59糾葛
寒落追著黃虎的身影飄然遠去,寒長措實力雖強但又如何追得上以速度聞名的追雲勁!只是幾個起落,那背影已經消失在遠處,他狠狠的幾掌擊向雨燕湖,掀起數丈高的浪花,湖邊幾顆也柳樹被那狂暴的勁力擊得粉碎。
「嘩!嘩!」
湖水傾盆而下,湖中許多魚蝦被陰寒的勁力震死,白茫茫一片的漂浮在湖面,隨著水波蕩漾!
「落落!落落!」
賀無雙撅起小嘴,氣鼓鼓的呼喊一聲。周如風看著遠去的背影,心中輕嘆一聲。寒落知道寒開身死,這事絕不會善了,周如風又如何不明白?他快步上前小心從賀無雙手中接過仍舊暈迷不醒的方少清。
少女仍舊昏迷不醒,時時皺眉、撅嘴,更是一臉痛苦掙扎之色,顯然睡得並不安穩。看到少女安然無恙,周如風總算放下心來,臉色也稍稍緩和。

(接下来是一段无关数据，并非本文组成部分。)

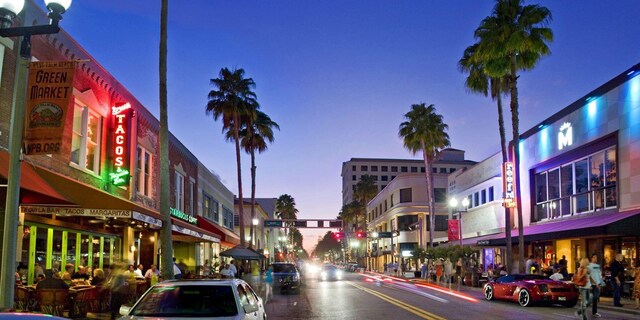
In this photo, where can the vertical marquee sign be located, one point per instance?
(509, 179)
(121, 114)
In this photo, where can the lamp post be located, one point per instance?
(8, 11)
(453, 203)
(255, 222)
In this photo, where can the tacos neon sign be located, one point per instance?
(121, 175)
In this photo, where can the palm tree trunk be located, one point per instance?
(166, 244)
(253, 197)
(516, 158)
(427, 173)
(507, 211)
(236, 126)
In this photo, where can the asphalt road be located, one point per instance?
(360, 296)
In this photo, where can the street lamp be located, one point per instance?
(453, 203)
(8, 11)
(255, 222)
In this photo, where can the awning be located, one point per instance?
(225, 234)
(34, 189)
(193, 231)
(597, 224)
(87, 196)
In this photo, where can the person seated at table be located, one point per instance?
(20, 272)
(98, 277)
(51, 281)
(138, 272)
(80, 274)
(130, 273)
(152, 272)
(66, 274)
(556, 276)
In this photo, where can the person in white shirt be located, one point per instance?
(138, 271)
(556, 276)
(233, 269)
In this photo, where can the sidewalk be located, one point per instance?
(605, 303)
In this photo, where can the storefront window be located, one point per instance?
(582, 186)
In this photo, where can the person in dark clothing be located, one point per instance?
(80, 274)
(51, 281)
(617, 278)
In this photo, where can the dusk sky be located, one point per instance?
(338, 76)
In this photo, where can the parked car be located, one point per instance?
(330, 272)
(286, 277)
(191, 299)
(529, 289)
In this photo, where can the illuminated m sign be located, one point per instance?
(565, 136)
(509, 179)
(121, 114)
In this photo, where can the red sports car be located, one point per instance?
(528, 289)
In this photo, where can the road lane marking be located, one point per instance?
(403, 305)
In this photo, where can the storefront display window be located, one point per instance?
(52, 248)
(582, 186)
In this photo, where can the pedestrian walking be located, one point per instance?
(268, 287)
(581, 281)
(595, 276)
(617, 278)
(636, 283)
(448, 271)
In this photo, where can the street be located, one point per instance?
(361, 296)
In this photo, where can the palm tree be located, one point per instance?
(232, 99)
(258, 130)
(424, 130)
(286, 210)
(478, 81)
(165, 232)
(514, 38)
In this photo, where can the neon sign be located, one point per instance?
(565, 136)
(183, 216)
(509, 178)
(120, 176)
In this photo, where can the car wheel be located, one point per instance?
(488, 292)
(524, 298)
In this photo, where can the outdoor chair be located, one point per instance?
(52, 301)
(21, 299)
(86, 299)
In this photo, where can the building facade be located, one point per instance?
(580, 179)
(401, 207)
(96, 201)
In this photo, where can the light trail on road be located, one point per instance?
(400, 304)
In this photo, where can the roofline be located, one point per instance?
(598, 92)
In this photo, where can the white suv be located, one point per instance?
(190, 299)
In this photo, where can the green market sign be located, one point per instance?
(183, 216)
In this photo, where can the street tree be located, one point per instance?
(257, 131)
(424, 130)
(514, 37)
(478, 81)
(231, 100)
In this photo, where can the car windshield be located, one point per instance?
(284, 268)
(187, 301)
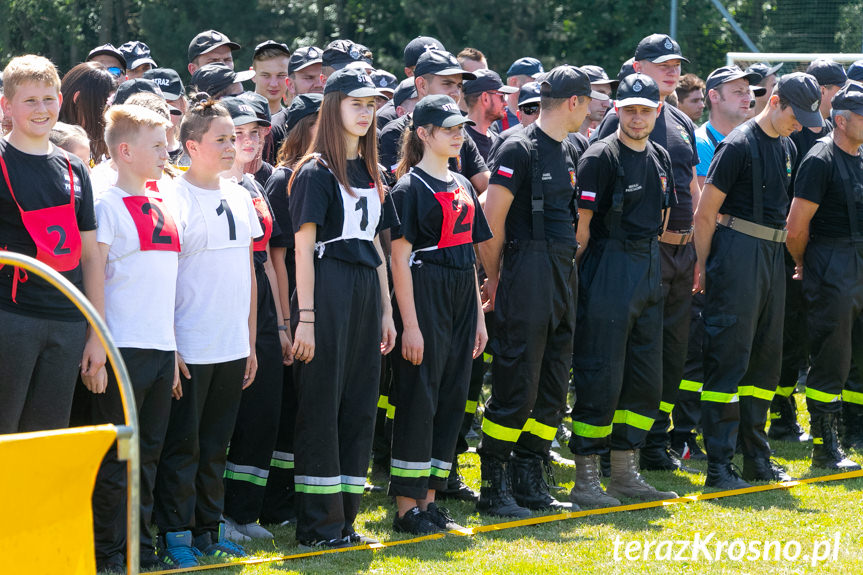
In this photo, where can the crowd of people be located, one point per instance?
(315, 275)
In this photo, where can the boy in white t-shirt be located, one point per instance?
(139, 243)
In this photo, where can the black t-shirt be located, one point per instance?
(675, 132)
(818, 180)
(647, 176)
(483, 143)
(440, 216)
(512, 170)
(40, 182)
(316, 198)
(468, 163)
(731, 173)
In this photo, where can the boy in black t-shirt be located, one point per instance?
(742, 260)
(46, 211)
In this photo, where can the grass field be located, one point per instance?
(804, 514)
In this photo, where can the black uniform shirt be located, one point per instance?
(40, 182)
(731, 172)
(675, 132)
(432, 217)
(468, 163)
(818, 181)
(646, 180)
(316, 198)
(511, 169)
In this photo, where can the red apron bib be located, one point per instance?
(53, 230)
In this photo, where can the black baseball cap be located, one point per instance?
(417, 47)
(168, 81)
(407, 89)
(658, 48)
(763, 69)
(525, 66)
(487, 81)
(215, 77)
(136, 54)
(303, 58)
(567, 81)
(827, 72)
(302, 106)
(107, 50)
(135, 86)
(351, 82)
(802, 92)
(440, 63)
(439, 111)
(271, 45)
(241, 112)
(729, 74)
(529, 93)
(638, 90)
(208, 41)
(597, 75)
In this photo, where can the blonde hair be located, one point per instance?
(29, 68)
(123, 122)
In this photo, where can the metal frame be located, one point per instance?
(127, 435)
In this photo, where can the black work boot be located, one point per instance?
(826, 452)
(783, 421)
(495, 494)
(529, 486)
(724, 476)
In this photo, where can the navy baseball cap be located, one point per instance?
(417, 47)
(136, 54)
(207, 41)
(567, 81)
(827, 72)
(638, 90)
(658, 48)
(168, 81)
(351, 82)
(440, 111)
(302, 106)
(525, 66)
(802, 92)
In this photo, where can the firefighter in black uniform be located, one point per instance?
(624, 181)
(741, 261)
(531, 285)
(824, 238)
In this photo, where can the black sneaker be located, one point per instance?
(415, 522)
(440, 516)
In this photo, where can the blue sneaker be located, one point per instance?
(175, 549)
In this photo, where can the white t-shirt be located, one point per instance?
(215, 276)
(144, 235)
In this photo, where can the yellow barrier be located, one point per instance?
(46, 484)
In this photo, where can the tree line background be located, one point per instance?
(603, 32)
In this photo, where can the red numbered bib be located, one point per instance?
(157, 230)
(266, 219)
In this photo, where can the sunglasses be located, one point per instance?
(529, 109)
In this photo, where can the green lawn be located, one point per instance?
(587, 545)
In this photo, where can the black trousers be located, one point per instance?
(431, 396)
(618, 364)
(678, 268)
(336, 399)
(743, 317)
(248, 466)
(833, 286)
(152, 375)
(534, 319)
(190, 491)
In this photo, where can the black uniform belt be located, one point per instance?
(752, 229)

不遠處許香茹撫模著愛子,輕輕的為他整理著凌亂的衣衫。寒長措看了妻兒一眼,回頭滿臉陰沉的盯著周如風幾人。
「阿福,事情是怎麼回事!怎麼不保護好少爺!」
寒長措面色陰沉的盯著那名僕人,那個僕人雙腿顫抖,結結巴巴道︰「稟老爺,之前有兩個狩獵者,帶了方少清進來獻給少爺。少爺很高興,給了他們些好處便打發他們離開。」
那僕人察言觀色眼見自家老爺暴怒,自知道護主不周肯定要受極大的懲罰或許還會搭上性命,害怕之極身上不住顫抖,說話也是吞吞吐吐。不過這個阿福也算聰明,說成是兩個狩獵者進獻少女想獲得好處,完全撇清自己少爺的責任希望能減輕處罰。
阿福雖然渾身顫抖但一雙精明的眼楮卻一直轉動,心中更是急速的思量如何推卸責任。他一指周如風,又道︰「那個狩獵者一出閣樓就遇到了急速趕來的周如風,他們三人見面就動手了,這時候寒落和賀小姐就沖進了小閣樓。」
「小的之前被少爺遠遠支開,也是聞到打斗之聲才急速趕來。小的眼見他們沖進閣樓便拼命趕來,剛到樓下人就看見寒開少爺就拋飛了出來,掉進了雨燕湖!」
「小人雖不擅游泳但為了少爺還是毫不猶豫的潛入湖水中救出了少爺,可是少爺受傷太重,已經,已經……,老爺事情發生得突然,小人不知道看門的子弟怎麼沒有攔住周如風,小人也完全不是寒落的對手,小人也想……」
「不保護好少爺,該死!」
寒長措眼神一寒,重重的一腳把那僕人踢入了雨燕湖中,口中鮮血四溢染紅了身前的湖水。寒長措暴怒之下,那一腳毫無保留,勢大力沉的一腳早已踢碎了那僕人的內府,眼見活不了了。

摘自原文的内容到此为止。